RUTLAND, Vt. -- Vermont State Police say they are looking to crack down on skiers who recklessly go off resort trails and become lost, prompting full-scale searches. Four Pennsylvania men who skied out of bounds last month at Killington and spent a cold night in the woods may be the first this season to get a bill.
More than three dozen rescue workers took part in the effort to rescue the men, which also involved a Vermont National Guard helicopter. The other rescue this ski season occurred Jan. 10 when a Virginia man skied off a closed trail at Killington.
"We do believe that we have to take a much more aggressive approach on these to get the message out that this kind of behavior is putting other folks' lives in danger in order to go find these folks," said Major James Baker, who oversees the State Police search-and-rescue team.
"I'm almost sure we're going to bill for the four individuals who skied out of bounds," Baker said.
Baker said he was reserving comment on whether State Police would charge for the Jan. 10 rescue until he reviewed more information.
He said a typical search and rescue for a lost skier may cost $5,000 to $7,000 in personnel expenses.

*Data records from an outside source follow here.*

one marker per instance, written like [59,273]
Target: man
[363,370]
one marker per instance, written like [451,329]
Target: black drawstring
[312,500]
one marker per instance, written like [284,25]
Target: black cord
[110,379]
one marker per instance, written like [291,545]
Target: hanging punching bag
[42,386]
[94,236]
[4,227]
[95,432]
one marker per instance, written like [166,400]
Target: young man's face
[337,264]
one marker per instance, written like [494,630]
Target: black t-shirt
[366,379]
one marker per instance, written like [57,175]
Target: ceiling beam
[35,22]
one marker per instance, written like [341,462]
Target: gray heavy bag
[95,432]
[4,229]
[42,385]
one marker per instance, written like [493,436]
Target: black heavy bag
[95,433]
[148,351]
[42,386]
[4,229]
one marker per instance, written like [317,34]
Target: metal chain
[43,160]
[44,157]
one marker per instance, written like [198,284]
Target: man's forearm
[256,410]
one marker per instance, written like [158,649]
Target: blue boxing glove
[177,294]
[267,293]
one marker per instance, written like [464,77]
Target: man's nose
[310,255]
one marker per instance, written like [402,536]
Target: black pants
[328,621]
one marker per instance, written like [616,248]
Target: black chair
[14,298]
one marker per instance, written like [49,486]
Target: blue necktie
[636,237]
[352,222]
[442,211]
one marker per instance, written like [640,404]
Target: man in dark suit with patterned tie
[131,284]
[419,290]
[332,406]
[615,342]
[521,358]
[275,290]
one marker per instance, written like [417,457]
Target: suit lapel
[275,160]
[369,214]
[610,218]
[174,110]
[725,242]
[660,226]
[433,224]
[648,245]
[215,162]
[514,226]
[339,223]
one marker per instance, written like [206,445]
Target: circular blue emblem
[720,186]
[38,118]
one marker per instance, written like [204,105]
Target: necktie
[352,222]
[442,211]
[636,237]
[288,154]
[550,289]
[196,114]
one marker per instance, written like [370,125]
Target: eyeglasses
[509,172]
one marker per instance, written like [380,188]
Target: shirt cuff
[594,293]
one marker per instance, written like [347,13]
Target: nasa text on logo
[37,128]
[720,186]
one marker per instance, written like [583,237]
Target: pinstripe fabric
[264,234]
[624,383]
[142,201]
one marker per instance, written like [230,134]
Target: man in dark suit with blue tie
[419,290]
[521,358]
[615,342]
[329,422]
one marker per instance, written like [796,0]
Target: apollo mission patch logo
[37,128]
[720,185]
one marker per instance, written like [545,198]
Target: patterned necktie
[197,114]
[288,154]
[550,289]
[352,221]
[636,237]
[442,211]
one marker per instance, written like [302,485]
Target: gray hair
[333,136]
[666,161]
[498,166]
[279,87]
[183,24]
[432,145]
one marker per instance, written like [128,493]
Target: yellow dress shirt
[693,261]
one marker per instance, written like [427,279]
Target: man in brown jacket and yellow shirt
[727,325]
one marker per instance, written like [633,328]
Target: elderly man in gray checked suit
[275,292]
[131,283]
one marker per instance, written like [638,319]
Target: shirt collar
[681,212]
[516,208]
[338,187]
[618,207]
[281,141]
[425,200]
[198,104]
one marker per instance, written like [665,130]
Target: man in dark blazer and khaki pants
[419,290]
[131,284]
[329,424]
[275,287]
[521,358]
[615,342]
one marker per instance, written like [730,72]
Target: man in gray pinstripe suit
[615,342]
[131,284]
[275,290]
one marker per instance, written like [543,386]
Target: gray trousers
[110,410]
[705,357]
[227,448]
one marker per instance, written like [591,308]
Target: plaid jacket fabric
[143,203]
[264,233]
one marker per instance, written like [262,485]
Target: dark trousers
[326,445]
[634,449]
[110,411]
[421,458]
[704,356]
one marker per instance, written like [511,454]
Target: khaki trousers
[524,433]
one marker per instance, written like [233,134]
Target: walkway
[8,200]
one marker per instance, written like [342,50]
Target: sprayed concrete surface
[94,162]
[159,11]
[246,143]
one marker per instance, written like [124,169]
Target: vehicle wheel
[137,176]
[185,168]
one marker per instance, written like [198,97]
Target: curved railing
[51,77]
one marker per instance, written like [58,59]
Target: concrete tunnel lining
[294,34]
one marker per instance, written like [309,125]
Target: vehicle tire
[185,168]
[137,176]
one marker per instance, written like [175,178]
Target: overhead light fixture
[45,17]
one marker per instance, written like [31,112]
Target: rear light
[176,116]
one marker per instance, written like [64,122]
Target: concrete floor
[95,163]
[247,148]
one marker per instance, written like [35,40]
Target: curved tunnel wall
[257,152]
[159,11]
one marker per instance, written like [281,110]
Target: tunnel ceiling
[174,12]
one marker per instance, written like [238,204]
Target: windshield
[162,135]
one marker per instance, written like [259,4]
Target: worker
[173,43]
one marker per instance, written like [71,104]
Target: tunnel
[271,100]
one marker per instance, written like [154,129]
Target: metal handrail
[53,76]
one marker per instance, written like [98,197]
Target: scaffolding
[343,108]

Vermont law states that a lost person who skis out of bounds is responsible for costs of a search and rescue. Typically, people who recklessly ski out of bounds are billed. Others who simply get lost by accident are not.
At a legislative hearing last year it was reported that most ski areas have policies on charging for rescues for out-of-bounds skiers, but they collect in only 20 or 30 percent of the cases.
Ski resort officials said skiing out of bounds is not an easy mistake to make.
At Killington, for example, many signs are posted along the trail, warning skiers against going out bounds, and trail maps talk about the danger of off-trail skiing.
"We can't keep all people from crossing and going into backcountry areas," said Tom Horrocks, a Killington spokesman.
"We have charged for rescues in the past, but for the past couple of years the Vermont State Police have taken control of them."
Neil Van Dyke, director of the volunteer Stowe Hazardous Terrain Evacuation Team, said his organization has concerns about billing for backcountry rescues.
"Our concern is that we don't want the ability to pay to become a concern for people who are in trouble in the backcountry," said Van Dyke, whose organization took part in the rescue of the four Pennsylvania skiers.